A blog by runners. For runners.

Off season for runners: take a break from running

take a break from runningI once heard the key to a long, successful running career was knowing when to take it easy. One easy run per week, one easy week per month, and one easy month per year. During these runs, runners shouldn’t focus on distance or pace. Their only goal should be … well, taking it easy.

Most of us have no problem with one easy run each week and one easy week each month — heck the majority of training plans call for cut back weeks every month or so. But an entire easy month? That’s crazy talk.

It’s true though, all athletes – including runners – can benefit from an “off season”. Taking time off from training can heal both the mind and body. However, staying fit in the off season is often easier said than done.

It’s important to get adequate rest so your body can recover from months of grueling workouts. But it’s also crucial to maintain a high level of fitness so you don’t lose the valuable gains you worked so hard for throughout training. Basically, there’s a thin line between running too much and not running enough.

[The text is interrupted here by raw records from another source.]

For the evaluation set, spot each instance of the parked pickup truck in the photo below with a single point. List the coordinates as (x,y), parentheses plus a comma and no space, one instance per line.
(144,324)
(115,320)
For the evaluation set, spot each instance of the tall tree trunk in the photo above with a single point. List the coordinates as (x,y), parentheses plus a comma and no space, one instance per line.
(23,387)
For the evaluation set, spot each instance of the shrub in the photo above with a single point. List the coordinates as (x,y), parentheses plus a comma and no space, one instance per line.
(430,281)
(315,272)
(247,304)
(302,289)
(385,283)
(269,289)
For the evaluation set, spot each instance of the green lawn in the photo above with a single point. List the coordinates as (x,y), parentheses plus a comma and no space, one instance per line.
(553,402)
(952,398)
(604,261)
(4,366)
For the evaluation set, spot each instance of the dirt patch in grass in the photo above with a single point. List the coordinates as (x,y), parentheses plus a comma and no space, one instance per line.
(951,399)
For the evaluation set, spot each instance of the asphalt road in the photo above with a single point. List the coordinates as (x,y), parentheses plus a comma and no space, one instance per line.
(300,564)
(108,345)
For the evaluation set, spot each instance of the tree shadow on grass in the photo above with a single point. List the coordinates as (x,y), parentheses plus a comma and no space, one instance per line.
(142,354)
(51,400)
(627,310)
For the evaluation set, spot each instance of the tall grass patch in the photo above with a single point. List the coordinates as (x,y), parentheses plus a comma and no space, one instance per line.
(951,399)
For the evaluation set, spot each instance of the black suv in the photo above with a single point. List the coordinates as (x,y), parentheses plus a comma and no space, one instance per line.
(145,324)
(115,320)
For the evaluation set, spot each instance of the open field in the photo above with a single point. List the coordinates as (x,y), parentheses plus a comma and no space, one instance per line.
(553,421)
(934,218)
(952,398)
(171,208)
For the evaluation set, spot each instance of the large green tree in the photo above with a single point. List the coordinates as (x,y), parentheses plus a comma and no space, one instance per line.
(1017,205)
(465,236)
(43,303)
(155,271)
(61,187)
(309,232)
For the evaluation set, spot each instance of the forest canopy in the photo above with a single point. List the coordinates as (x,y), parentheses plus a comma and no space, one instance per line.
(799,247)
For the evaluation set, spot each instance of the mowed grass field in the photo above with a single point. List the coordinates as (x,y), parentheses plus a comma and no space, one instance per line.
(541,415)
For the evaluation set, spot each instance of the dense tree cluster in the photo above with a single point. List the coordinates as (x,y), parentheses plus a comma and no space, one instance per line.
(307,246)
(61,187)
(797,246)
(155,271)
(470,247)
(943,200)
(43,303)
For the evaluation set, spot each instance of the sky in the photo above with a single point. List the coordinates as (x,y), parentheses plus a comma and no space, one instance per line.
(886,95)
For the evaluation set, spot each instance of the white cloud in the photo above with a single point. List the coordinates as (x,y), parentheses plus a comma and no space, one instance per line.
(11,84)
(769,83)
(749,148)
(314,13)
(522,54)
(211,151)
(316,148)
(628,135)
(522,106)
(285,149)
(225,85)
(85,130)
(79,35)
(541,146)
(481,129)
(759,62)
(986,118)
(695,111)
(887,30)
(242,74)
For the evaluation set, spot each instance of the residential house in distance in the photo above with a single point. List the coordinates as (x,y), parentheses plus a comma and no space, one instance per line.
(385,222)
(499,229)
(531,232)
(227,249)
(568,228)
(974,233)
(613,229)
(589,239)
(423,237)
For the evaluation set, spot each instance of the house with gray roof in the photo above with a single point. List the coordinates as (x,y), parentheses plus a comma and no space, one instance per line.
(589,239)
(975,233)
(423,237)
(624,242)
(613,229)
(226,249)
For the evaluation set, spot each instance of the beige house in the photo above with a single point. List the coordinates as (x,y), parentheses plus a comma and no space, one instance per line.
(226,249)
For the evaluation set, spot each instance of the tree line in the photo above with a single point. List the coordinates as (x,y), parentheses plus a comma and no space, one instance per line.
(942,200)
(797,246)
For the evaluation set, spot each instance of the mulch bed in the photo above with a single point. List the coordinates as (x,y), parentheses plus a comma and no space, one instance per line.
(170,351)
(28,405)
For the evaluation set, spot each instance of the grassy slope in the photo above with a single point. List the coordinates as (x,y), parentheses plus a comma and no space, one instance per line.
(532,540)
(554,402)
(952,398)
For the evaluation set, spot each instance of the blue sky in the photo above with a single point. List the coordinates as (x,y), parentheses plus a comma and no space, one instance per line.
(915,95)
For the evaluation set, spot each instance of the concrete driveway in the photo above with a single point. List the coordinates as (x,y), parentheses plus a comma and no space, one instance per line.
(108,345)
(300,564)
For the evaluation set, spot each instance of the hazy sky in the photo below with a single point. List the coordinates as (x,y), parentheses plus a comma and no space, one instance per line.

These tips can help you strike the balance for off season success:

  • First, rest. Take some time off from running. If you just ran a marathon or an ultra, you may need to take an entire week or two off. Listen to your body and don’t run again until you’re fully recovered. If you have an injury, you may need even more time off. Easing back into running will only help you in the long term.
  • Reduce your weekly mileage, but keep running enough that you have a solid base. If you’re in between marathon training seasons, running 15-20 miles per week should be enough to keep you fit but not enough that you overdo it.
  • Keep long runs short. During this break, you’ll want to keep up your endurance but not overdo it so much that you burn out. Do one long run every week or two. Remember “long” just means anything that’s longer than your other workouts that week. If you regularly run 4 and 5-milers, a long run of 8 miles is plenty.
  • Rethink speedwork. You can skip the tempo runs and mile repeats, but you’ll want to pick up the pace now and again so you don’t lose all of your speed. Doing regular, short interval runs can help keep you fast.
  • Focus on strength training. We runners have a habit of letting weight lifting fall by the wayside during training. Which means now is the perfect time to hit the weight room. Taking the time to build stronger muscles now may equal faster race times down the road.
  • Get cross-training. We all have activities we’ve been dying to try, but when we eat, sleep, and breathe marathon training, there is never any time. Go ahead and try a Barre class or check out the new cycling gym in town.

Above all, the off season is time to reflect on your last round of training. Review what went right and what went wrong. Note your strengths and weakness. Ask yourself what aspects of training you enjoyed and which ones you disliked. Reflection can help you determine how to train next time around.

Tell us, do you take an off season? How many days do you usually take off from running after a big race?